Why did we choose the syntax to be fully compatible with Go? First of all, I personally firmly believe that static language has stronger vitality and can cross the cycle of history. It is easy for everyone to understand that language needs to span cycles, and the life cycle of a language is usually very long. We cannot say very limitedly that what is currently popular is how I decide the language design. In fact, we have to find those elements that can cross the cycle.
Second, why is Go? I personally think that has the most streamlined grammar design and the lowest learning threshold among static languages. It is easy to learn Go even if you have not learned a static language before. Our company was the first to recruit Go programmers, but most of the people who recruited did not know Go. When we use Go, not many people in the world think Go is the popular language of the future. Our own practical experience shows that the Go language is basically enough for two weeks of learning, and it is a static language with a very low threshold.
But in terms of data science language, the threshold of Go is not low enough. Although Go+ is fully compatible with Go, we hope it has a lower threshold than Go. So it is more like a script in form than Go, because scripts are often easier to understand. We hope that the Go+ and Python are at the same level as .
Go+ was just born in May and June last year, and around October, I started to let three children aged 13-14, from grade 6 to grade one, try to learn Go+. This practice has proved that this thing is feasible. They can understand the design of Go+ and can write code in Go+ freely. This also proves that all the simplification efforts we made on the basis of Go are very cost-effective.
I have briefly listed some Go+ syntax here, of course not all, but some I think is relatively concise expression . There are no rational numbers in Python. We believe that rational numbers are still very common in data science, especially in lossless numerical operations. Go+ has built-in support for rational numbers. Of course, Map and Slice basically have Python.
List comprehesion is actually Python has, but 16078b76b559cf our support for list comprehension is very complete. Basically, we understand how to write for loops in Go+ and we understand list comprehension . More is the concise expression of some routine operations of data science. The above is a general grammar. If some friends have not seen Go+, I hope to have a general understanding of Go+.
Go + very interesting point, it is the only twin-engine chosen language, supports both static compilation, also supports analysis execution .
Why do you want to have a dual engine? Because I think the demands of programmers and data scientists are different. Data scientists like single-step execution. You can recall in your mind the mathematics software you have seen, including SAS and MATLAB. The interaction of mathematics software is a single-step execution method. .

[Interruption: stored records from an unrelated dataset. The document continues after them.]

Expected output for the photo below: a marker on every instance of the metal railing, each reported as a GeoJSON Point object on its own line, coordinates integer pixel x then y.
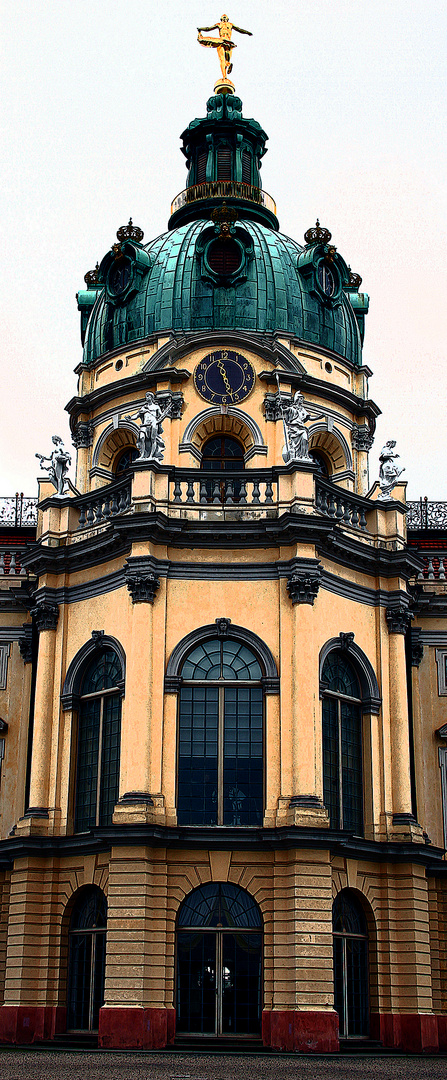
{"type": "Point", "coordinates": [427, 515]}
{"type": "Point", "coordinates": [17, 511]}
{"type": "Point", "coordinates": [341, 505]}
{"type": "Point", "coordinates": [224, 189]}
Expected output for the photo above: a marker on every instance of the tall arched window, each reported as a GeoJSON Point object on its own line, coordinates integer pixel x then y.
{"type": "Point", "coordinates": [350, 966]}
{"type": "Point", "coordinates": [220, 736]}
{"type": "Point", "coordinates": [342, 751]}
{"type": "Point", "coordinates": [98, 741]}
{"type": "Point", "coordinates": [219, 952]}
{"type": "Point", "coordinates": [86, 960]}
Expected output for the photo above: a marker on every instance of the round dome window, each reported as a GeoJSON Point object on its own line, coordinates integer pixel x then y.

This is not because data scientists are lazy. Programmers understand that program logic can be put in their minds, and we know in our minds whether the program logic is written correctly. However, when data scientists do calculations, they cannot know whether the calculation results are correct, because human computing power is much weaker than computers, so must be performed in a single step to see the calculation results to know what to do next , this This is a point where the working model of data scientists and programmers is completely different.
Because he is doing calculations rather than doing a kind of program logic, it is difficult for him not to do single-step execution.
But when a data scientist builds a model and finally uses it, he still hopes to deliver maximum execution efficiency. He certainly does not want the code to run slowly, so at this time he needs to statically compile and execute it. , which is why Go+ wants to be designed as a dual engine, because the working mode is completely different in the debugging phase and the production use phase.
Iteration on Go+ implementation
After talking about the design concept of Go+, we enter the last session, the iteration of Go+ implementation. What does Go+ do now? Although Go+ has not yet released version 1.0, the grammar is currently supported by 60 to 70%, and the grammar is quite complete.
The source code of Go+ is transformed into a Go+ token through a scanner, and then transformed into an abstract syntax number of Go+ through a parser. Common languages do this. The abstract syntax tree of Go+ has two branches after conversion. One generates Go code so that it can be statically compiled, and the other branch generates bytecode analysis and execution. The polymorphism of the branch is introduced by the introduction of an execution specification (exec.spec). ) Is actually an abstract interface.
Currently, I personally discovered a problem in the iterative process. For a person who initially joined the Go+ team, it takes a while to familiarize themselves with the entire business. The part of the Go+ implementation specification is actually an abstract SAX interface, which is based on event-driven. I have an event sent to the recipient, and the recipient processes the event according to its own needs. This is more common in text processing.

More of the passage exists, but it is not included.